I was outside the shadowgate gossiping with Panda Man and Spook, who were telling me that keeping an eye on the gate was the best duty they had ever endured. The work was easy and the locals were friendly. If the damned ugly spooks from the plain did not keep nagging you . . .
Tobo and Shukrat came through.
Almost immediately Tobo let out a cry of despair. He shouted, “There’s been a battle!” A moment later he shot into the air, headed north, black cloth streaming behind him. An instant later still Shukrat shot off in his wake, gaining slowly.
Panting, Lady asked, “Does that mean we should be worried?”
“That would be my guess. The little shit must’ve gotten something from the hidden folk.”
“And it was bad enough to set him off like that.” She looked as troubled as I felt.
No good could come of any battle fought while we were away.
She asked, “Aren’t you going to rush off and see what happened, too?”

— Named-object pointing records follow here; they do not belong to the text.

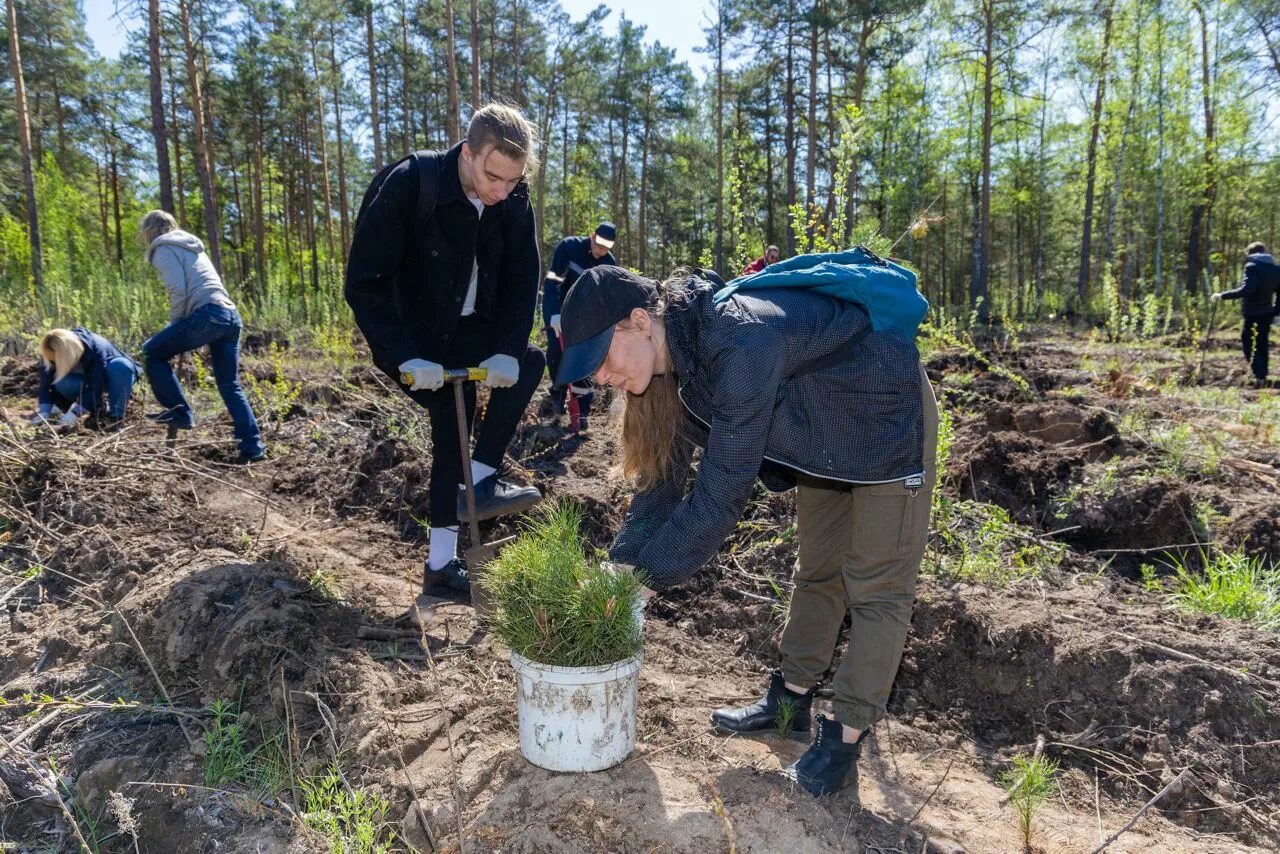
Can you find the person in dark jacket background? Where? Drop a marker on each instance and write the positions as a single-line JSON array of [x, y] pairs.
[[795, 386], [457, 292], [1258, 293], [80, 369], [574, 256], [201, 314]]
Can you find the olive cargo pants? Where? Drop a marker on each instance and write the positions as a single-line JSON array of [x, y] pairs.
[[860, 549]]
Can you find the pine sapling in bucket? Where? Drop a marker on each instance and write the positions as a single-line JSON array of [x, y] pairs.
[[574, 629]]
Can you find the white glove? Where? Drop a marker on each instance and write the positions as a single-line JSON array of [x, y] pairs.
[[502, 371], [426, 375]]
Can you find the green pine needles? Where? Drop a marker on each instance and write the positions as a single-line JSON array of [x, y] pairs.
[[557, 607]]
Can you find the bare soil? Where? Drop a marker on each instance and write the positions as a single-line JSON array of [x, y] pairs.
[[174, 580]]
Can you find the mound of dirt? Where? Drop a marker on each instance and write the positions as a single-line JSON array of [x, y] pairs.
[[1061, 424], [1009, 668], [232, 628], [1256, 531], [1138, 523], [1019, 473]]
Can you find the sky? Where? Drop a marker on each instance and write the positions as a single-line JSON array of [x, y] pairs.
[[676, 23]]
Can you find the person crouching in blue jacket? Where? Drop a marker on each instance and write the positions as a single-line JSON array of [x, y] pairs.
[[794, 388], [77, 370], [200, 313]]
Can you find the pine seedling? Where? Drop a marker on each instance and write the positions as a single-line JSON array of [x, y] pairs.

“Don’t see the point.” I jerked a thumb in the direction of the carpet, which was creaking and sagging under the weight of people we dared not trust. “There isn’t anything I could do, anyway. Look at that.” A ripple, a distortion in the fabric of reality, seemed to be running over the face of the earth, chasing after Tobo and Shukrat. “The hidden folk following their hero.”
“Why were they here?”
“Waiting around for Tobo.”
“But they should’ve been with Sleepy. They don’t do us any good hanging around the shadowgate when . . . oh. They don’t care if they do us any good.”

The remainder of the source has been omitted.